Figure 7 STV-Na restores the balance of Th1 cells, Th2 cells, Th17 cells, and Tregs by enhancing the production of Tregs in mice with IBDs. Mice with DSS-triggered acute colitis were administered either saline, STV-Na, 5-ASA, Dex, or IFX. (A) IFN-γ, IL-4, and IL-17A gene expression in colon tissues was examined by real-time qPCR. (B–E) The percentages and absolute numbers of Th1 (CD4+IFN-γ+) (B), Th2 (CD4+IL-10+) (C), Th17 (CD4+IL-17A+) (D), and Treg (CD25+Foxp3+) (E) cells in the spleen were analyzed by flow cytometry. Data are published in terms of means ± SDs.
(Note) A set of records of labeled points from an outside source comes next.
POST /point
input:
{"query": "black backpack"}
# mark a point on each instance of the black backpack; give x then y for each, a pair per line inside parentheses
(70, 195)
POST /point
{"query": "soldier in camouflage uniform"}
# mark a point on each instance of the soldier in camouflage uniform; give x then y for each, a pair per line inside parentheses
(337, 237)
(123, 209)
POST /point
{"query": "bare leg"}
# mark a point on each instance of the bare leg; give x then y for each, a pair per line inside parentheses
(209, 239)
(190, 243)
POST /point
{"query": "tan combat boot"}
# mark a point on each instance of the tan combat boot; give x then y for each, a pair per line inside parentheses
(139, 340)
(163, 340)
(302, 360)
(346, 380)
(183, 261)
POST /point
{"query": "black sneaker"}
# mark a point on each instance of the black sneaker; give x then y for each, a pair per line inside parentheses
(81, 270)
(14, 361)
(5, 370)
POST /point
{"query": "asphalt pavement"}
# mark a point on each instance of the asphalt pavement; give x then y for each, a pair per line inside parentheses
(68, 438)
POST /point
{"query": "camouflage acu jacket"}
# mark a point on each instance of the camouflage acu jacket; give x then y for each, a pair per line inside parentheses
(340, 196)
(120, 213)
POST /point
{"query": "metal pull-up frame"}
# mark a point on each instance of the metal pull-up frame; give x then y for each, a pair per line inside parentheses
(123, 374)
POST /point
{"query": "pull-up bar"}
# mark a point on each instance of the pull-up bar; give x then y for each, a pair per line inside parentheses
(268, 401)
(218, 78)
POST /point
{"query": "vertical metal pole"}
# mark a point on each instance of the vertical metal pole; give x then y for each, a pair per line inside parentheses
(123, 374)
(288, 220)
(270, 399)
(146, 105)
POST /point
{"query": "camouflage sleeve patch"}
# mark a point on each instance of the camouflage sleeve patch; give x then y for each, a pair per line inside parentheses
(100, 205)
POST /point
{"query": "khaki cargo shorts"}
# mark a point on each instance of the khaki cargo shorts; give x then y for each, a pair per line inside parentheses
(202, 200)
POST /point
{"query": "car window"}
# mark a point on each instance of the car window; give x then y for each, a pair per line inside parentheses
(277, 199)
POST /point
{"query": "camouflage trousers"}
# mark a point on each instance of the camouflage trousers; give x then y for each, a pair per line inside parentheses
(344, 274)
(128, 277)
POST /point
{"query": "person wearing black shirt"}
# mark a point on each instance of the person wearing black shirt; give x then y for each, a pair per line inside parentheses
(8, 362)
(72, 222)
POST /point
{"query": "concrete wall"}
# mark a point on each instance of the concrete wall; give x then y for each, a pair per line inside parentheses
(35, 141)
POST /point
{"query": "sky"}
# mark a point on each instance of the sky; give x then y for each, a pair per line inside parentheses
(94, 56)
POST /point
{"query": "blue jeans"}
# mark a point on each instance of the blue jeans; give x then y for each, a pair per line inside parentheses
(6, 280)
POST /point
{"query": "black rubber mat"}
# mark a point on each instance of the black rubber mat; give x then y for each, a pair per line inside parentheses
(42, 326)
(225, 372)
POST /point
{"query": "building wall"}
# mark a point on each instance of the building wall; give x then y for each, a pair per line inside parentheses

The statistical analyses were performed with Student’s t-test or one-way ANOVA followed Turkey’s post hoc test (n = 4 to 12 mice per group; each data point represents one mouse); *P < 0.05 and **P < 0.01 in contrast to the DSS group.
Figure 8 STV-Na improves intestinal permeability in mice with IBDs. (A) Intestinal permeability was analyzed via the intragastric administration of 4.0-kDa FITC-dextran. (B) DAO activity in plasma. (C) Endotoxin (LPS) levels in plasma. (D) Typical histological images of AB/PAS-stained colonic tissue from different groups. Scale bars, 200 μm (50 µm in the magnified images). (E) Number of goblet cells. (F) The crypt depth in each group was assessed. Data are published in terms of means ± SDs. The statistical analyses were performed with Student’s t-test or one-way ANOVA followed Turkey’s post hoc test (n = 3 to 8 mice per group; each data point represents one mouse); *P < 0.05 and **P < 0.01 in contrast to the DSS group.
Figure 9 STV-Na ameliorates DSS-induced damage to the intestinal barrier through the restoration of tight junction function. (A–E) The mRNA levels of colonic Reg3γ (A), MUC2 (B), ZO-1 (C), Claudin-1 (D), and Occludin (E) were examined by RT-qPCR. (F) The distribution of MUC2, ZO-1, and Claudin-1 in colonic tissues was evaluated by immunohistochemical staining. (G–I) Quantification of the immunohistochemical intensity reflecting the expression of MUC2 (G), ZO-1 (H), and claudin-1 (I) in the mice colon. Data are published in terms of means ± SDs. The statistical analyses were performed with Student’s t-test or one-way ANOVA followed Turkey’s post hoc test (n = 4 to 10 mice per group; each data point represents one mouse); *P < 0.05 and **P < 0.01 in contrast to the DSS group.
Figure 10 Proposed mechanism through which STV-Na suppresses DSS- triggered IBD in mice. In the pathogenesis of colitis, a dysregulated immune response (macrophage polarization and Th1/Th2/Th17/Tre cells imbalance) accounts for the abnormal metabolism. Cytokine expression levels were significantly altered in DSS-induced mice compared with healthy controls, and this alteration led towards disrupted intestinal barrier integrity in mice. The treatment of DSS-induced mice with STV-Na resulted in marked improvements in dysregulated metabolic profiles, primarily glycerophospholipid, riboflavin, porphyrin and chlorophyll, and phenylalanine metabolism. STV-Na further improved the immune response and intestinal barrier dysregulation by reconstituting the gut barrier integrity in mice with DSS-induced IBDs.